Zulip Chat Archive

Stream: lean4

Topic: functional but in place paradigm


Huỳnh Trần Khanh (Jan 22 2021 at 13:59):

Does Lean 4 implement some sort of "functional but in-place" algorithm? That is the data structures are immutable to the user but they are mutated internally. Apologies if the terminology is not really correct.

Huỳnh Trần Khanh (Jan 22 2021 at 14:01):

because from what I've gathered pure functional programming programs can experience some sort of slowdown because of persistent data structures overhead

Huỳnh Trần Khanh (Jan 22 2021 at 14:02):

thanks in advance

Marc Huisinga (Jan 22 2021 at 14:03):

Huỳnh Trần Khanh said:

Does Lean 4 implement some sort of "functional but in-place" algorithm? That is the data structures are immutable to the user but they are mutated internally. Apologies if the terminology is not really correct.

From what I can gather the terminology "functional but in-place" comes from a paper that was built right on top of https://arxiv.org/pdf/1908.05647.pdf, so yes

Huỳnh Trần Khanh (Jan 22 2021 at 14:41):

What does the :seedling: emoji mean in this context :joy:

Huỳnh Trần Khanh (Jan 22 2021 at 14:42):

Immutable beans?

Johan Commelin (Jan 22 2021 at 14:42):

I guess that X planted a seed for Y?

Jesse Michael Han (Jan 22 2021 at 15:50):

Huỳnh Trần Khanh said:

What does the :seedling: emoji mean in this context :joy:

the immutable beans sprouted :sprout:

Julian Berman (Jan 22 2021 at 17:46):

Huỳnh Trần Khanh said:

because from what I've gathered pure functional programming programs can experience some sort of slowdown because of persistent data structures overhead

I don't know the answer for Lean 4, but my understanding of modern data structures is that persistent data structures exactly "fixed" this performance problem in practice. I.e. old "immutable" data structures are indeed very expensive for copying, but persistent ones bring you terms that look mostly like O(log verygoodthing) for all the operations, and in practice say Clojure, where data structures are persistent, do just fine

Julian Berman (Jan 22 2021 at 17:47):

(In Python I'm a big proponent of "use persistent data structures over the built in ones", and anecdotally that doesn't affect performance benchmarks for most real applications I've seen)

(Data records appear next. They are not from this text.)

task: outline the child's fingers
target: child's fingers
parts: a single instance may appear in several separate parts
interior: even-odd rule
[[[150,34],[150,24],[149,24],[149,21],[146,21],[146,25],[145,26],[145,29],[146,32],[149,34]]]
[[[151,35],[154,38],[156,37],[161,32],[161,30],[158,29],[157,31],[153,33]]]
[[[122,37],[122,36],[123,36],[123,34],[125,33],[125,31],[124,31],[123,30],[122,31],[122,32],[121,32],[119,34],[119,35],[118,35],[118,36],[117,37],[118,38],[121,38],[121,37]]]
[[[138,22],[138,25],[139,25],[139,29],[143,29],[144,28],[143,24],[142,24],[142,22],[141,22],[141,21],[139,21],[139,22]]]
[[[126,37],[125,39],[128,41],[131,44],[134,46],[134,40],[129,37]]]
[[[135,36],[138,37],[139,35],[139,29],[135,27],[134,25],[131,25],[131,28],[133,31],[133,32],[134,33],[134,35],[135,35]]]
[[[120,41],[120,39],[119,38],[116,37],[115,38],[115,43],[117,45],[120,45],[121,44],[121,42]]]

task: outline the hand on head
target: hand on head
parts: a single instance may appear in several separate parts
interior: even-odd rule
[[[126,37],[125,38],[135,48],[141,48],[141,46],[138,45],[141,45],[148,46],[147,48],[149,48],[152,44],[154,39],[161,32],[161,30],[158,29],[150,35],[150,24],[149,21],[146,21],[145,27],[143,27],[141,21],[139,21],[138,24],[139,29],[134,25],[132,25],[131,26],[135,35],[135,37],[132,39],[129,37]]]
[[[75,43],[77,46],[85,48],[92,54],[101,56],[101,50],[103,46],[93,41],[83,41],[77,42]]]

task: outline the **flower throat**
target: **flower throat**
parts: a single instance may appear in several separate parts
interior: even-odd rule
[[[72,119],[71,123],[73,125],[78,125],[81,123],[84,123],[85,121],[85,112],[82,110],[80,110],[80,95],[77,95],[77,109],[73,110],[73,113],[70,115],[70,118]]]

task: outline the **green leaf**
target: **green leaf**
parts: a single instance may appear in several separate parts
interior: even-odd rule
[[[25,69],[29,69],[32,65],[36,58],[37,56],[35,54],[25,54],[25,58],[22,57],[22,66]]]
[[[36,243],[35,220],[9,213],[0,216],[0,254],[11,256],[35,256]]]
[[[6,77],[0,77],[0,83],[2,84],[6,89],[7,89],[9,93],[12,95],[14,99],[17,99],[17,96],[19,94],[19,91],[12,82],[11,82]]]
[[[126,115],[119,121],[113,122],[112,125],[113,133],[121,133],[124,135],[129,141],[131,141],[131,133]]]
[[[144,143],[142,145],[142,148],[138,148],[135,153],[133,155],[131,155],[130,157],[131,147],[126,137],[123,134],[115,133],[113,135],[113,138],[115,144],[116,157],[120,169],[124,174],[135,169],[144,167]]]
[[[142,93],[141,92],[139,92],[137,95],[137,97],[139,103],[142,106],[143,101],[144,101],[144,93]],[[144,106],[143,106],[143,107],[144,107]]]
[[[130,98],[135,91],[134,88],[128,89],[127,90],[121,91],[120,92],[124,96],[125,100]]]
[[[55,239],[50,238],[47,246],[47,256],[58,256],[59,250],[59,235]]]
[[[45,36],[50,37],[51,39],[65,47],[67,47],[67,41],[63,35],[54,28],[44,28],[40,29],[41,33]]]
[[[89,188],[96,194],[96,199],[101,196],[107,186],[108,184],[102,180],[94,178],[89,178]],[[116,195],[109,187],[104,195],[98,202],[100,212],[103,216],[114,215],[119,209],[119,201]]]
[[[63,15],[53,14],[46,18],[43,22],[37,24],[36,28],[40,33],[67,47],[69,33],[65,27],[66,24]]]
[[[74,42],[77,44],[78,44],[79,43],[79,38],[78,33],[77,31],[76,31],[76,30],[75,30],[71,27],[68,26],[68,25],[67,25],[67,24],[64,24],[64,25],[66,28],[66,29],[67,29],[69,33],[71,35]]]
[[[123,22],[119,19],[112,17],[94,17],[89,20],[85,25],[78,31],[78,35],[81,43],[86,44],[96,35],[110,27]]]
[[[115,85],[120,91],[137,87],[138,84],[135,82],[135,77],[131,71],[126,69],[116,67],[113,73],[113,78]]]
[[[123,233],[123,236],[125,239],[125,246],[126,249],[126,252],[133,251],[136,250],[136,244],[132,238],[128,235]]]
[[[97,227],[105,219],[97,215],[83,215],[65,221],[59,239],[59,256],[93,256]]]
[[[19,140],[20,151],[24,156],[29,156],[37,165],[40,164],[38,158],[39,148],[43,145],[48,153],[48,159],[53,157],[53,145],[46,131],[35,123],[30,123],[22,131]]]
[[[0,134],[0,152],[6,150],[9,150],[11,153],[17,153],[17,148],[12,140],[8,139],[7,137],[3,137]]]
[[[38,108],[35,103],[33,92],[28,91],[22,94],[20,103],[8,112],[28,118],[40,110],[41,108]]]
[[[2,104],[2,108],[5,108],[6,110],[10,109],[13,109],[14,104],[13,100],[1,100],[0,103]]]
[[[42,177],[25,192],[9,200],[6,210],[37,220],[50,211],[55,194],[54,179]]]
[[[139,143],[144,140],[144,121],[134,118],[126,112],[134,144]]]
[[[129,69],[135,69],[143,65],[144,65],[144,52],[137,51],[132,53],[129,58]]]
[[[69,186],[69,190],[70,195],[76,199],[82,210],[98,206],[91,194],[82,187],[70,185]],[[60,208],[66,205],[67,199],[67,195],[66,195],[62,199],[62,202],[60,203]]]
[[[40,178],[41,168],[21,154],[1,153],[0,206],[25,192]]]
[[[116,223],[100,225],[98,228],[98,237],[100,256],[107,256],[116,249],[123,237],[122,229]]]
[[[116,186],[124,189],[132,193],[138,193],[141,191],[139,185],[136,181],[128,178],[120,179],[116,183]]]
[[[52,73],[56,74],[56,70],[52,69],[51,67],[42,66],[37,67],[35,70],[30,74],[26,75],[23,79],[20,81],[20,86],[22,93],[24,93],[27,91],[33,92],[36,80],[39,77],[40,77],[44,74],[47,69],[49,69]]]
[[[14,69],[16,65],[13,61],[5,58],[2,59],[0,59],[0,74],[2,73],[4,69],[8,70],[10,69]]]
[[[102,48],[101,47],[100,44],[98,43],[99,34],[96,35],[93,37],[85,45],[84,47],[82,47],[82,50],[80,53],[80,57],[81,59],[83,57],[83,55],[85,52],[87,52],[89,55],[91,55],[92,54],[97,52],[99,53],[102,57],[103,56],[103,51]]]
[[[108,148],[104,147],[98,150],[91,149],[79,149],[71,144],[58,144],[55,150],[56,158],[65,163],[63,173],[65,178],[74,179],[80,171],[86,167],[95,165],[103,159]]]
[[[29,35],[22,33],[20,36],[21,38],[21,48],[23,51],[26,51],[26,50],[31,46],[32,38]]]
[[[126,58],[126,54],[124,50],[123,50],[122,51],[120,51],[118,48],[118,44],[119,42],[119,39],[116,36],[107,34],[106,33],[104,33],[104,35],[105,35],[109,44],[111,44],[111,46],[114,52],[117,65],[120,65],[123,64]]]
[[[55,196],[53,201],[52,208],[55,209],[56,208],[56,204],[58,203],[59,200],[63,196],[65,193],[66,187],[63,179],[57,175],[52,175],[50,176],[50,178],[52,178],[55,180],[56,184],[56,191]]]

Julian Berman (Jan 22 2021 at 17:50):

Yeah looks like lean 4 has PersistentArray, PersistentHashSet...

Julian Berman (Jan 22 2021 at 17:50):

Lean implementations of them too interesting...

Huỳnh Trần Khanh (Jan 23 2021 at 01:47):

@Julian Berman Well, modern persistent data structures are fast when you need persistence!

in practice say Clojure, where data structures are persistent, do just fine

Yeah. Most applications aren't CPU bound, they are usually IO bound. And persistent data structures incur a very small or I'd say negligible overhead for those applications. Defensive copying is the root of most performance problems for these types of apps.

that look mostly like O(log verygoodthing)

Yeah, for HAMTs it's like 6 steps for every lookup/mutate operation when there are like 2 to the 64 elements.

As a (retired) competitive programmer, I can implement a persistent binary tree in 7 minutes. Because I'm trained to do that. The easiest way to implement persistence is refcounting everything, and I'd imagine that it'd be easier in a functional programming language. There are more crafty approaches, I read somewhere on the internet that an array can be made persistent in a way that operations cost O(log log n) time. That's pretty close to constant time.

But asymptotic time complexity is not everything. After all, you need a computer to execute an algorithm, an algorithm can't run itself. Persistence means a lot of pointer chasing, cache line fills and whatnot, and when it comes to compute-heavy programs the slowdown can be fatal. Programming competitions usually limit program runtime to something like 1 second or even one fifth of a second. Performance is critical. Every nanosecond counts. Abusing 64 bit integers can lead to TLE (time limit exceeded). If you make too many syscalls, you can get TLE too. Because the sandbox checks every syscall to make sure the syscalls won't do something wonky to the judging servers. And using STL binary trees (map and set) can inflate program runtime tenfold :joy: Or even two orders of magnitude if you happen to be unlucky. Avoiding cache line fills is really important.

There are circumstances where performance is really critical and mandatory persistence is pretty much inappropriate.

Anyway, it's nice to hear that Lean 4 does optimize copying into in-place mutation.